My ds is 4 in April and someone asked him the other day if he was getting nice presents from Santa next week, he told them he already had. He had been to see santa at a party and got a gift so for him who knows it is christmas has no recollection of all his previous christmas thus has no expectation of what is happening nest week.

I'm sory but you say this is for your daughter it isn't really it is about your expectations on christmas morning your dd is not old enough to know, care or remember in years to come.
Like I said before I can totally understand your excitement but I still think that in times to come you will be eternally grateful that this is happening.
I also think you are over estimating how much an almost one year old is actually going to be interested believe me after a few presents she will have lost interest anyway.
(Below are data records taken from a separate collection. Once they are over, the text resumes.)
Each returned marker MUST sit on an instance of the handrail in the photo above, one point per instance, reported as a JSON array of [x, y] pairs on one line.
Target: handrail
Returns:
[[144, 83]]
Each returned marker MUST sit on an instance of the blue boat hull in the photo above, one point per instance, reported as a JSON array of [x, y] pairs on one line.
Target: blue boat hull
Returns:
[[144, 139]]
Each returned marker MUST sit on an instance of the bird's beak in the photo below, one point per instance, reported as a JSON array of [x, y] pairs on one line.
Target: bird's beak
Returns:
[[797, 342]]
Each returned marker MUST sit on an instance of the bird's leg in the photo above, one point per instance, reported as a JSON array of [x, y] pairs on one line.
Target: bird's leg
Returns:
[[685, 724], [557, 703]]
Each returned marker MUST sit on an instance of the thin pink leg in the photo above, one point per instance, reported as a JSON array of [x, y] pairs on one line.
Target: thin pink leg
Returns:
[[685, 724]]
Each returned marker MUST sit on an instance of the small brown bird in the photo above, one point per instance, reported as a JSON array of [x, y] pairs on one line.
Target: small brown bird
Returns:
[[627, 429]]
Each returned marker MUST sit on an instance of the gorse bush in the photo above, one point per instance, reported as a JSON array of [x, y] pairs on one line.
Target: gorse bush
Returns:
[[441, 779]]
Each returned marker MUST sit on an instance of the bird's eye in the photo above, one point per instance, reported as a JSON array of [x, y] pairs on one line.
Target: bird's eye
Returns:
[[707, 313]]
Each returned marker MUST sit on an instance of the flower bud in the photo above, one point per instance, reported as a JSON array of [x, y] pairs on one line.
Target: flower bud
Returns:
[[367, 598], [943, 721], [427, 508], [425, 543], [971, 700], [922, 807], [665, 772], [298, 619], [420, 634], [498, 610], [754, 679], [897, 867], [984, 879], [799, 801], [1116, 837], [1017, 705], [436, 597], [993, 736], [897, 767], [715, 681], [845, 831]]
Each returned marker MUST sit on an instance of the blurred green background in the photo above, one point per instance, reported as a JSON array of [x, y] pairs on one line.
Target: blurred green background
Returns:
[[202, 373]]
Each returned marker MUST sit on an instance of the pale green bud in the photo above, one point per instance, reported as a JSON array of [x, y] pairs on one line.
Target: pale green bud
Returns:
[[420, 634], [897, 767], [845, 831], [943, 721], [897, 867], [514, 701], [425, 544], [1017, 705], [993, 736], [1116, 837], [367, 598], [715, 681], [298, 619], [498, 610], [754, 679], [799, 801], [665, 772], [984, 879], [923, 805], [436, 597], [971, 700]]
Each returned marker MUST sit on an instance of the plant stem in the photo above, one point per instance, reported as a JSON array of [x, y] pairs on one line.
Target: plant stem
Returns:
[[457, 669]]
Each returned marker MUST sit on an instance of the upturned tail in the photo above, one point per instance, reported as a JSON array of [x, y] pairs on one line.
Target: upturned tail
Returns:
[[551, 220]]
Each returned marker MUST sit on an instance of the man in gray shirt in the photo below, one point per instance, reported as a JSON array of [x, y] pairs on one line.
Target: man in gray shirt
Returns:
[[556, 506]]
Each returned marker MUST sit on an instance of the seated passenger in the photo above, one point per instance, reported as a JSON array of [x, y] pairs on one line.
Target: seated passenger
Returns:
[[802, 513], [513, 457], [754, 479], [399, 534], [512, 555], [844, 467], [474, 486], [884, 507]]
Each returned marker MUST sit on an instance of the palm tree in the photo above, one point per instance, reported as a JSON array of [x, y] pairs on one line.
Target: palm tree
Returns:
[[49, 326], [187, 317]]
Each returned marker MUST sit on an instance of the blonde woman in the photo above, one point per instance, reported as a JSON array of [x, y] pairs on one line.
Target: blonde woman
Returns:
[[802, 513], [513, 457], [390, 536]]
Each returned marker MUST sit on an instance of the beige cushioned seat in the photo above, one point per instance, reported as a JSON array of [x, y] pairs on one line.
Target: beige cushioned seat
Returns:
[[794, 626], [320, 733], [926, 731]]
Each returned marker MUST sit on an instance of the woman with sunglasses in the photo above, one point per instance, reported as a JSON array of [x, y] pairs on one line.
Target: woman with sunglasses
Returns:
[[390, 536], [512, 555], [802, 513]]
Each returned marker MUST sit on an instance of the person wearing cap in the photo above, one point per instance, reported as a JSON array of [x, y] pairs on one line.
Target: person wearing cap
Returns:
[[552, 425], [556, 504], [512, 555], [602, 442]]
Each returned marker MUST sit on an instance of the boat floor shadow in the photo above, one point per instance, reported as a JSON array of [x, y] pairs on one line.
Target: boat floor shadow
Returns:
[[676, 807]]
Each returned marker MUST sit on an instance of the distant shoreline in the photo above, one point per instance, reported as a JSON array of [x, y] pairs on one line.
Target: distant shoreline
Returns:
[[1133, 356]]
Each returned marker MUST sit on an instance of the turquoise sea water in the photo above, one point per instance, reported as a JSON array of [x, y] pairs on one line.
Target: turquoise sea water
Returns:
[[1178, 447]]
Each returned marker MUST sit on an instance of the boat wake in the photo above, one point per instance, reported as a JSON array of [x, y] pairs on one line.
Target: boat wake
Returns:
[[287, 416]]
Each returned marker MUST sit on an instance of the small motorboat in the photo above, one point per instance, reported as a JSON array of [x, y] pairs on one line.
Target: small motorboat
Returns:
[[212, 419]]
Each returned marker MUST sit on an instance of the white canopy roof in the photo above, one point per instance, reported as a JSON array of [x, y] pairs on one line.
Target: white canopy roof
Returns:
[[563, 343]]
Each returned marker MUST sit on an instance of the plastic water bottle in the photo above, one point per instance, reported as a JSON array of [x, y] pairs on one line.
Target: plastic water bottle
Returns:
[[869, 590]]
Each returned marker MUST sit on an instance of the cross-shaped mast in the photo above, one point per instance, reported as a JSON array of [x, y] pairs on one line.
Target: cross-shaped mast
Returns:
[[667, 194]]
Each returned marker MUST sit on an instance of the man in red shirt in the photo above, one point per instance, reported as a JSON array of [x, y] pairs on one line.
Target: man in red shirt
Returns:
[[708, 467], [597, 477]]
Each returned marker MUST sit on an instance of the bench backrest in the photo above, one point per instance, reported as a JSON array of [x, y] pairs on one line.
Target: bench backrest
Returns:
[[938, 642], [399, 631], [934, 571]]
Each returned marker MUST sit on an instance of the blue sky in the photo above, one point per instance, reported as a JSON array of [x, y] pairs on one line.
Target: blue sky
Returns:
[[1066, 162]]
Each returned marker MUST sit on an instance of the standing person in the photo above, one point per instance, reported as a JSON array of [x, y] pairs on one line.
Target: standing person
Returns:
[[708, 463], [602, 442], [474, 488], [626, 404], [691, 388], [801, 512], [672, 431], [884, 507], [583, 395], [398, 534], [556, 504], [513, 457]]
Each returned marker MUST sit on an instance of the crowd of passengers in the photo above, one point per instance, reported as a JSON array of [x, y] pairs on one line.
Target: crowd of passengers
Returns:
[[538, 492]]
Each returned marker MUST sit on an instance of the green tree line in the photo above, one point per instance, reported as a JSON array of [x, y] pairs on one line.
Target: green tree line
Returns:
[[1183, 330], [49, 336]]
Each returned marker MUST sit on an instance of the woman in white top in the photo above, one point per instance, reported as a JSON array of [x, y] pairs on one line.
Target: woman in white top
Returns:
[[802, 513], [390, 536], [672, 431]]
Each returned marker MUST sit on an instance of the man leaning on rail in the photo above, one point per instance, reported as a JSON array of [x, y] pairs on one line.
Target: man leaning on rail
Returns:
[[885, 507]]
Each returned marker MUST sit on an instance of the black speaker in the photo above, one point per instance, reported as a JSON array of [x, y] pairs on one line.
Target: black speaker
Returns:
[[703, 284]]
Brunettelady · 16/12/2009 19:20

Hi and welcome to AIBU. I found the hard way that some comments are not always that helpful on here!!

I think it is a bit of both tbh. I can see your point about wanting a big pile of presents etc. My DS is a January baby so he was 11 months last xmas. He had quite a few presents which did take ages to open and it was plenty enough for him. I was glad to have some money which we saved back for a smart trike in the summer (which was a great idea as he bloody loves it). We also put some money from his 1st birthday into his trust fund thinking that he is too young know to know any different on not having a present from his nan (she wanted to know what to get and I suggested money for his trust fund which she thought was a really good idea). At this age they have sooooooo much, she really will appreciate it when she is 18 and looking for a deposit/money for uni/driving lessons etc. If driving lessons are £20 per hr now, what are they going to be in 17 years time!!

verytellytubby · 16/12/2009 20:22

You will look back and laugh in a few years. I'm over run with plastic crap and would be so over the moon if relatives offered money instead!

My DD spent her first Christmas day playing with the wrapping paper and the hat that came out of the cracker. I don't think we even bought her a present.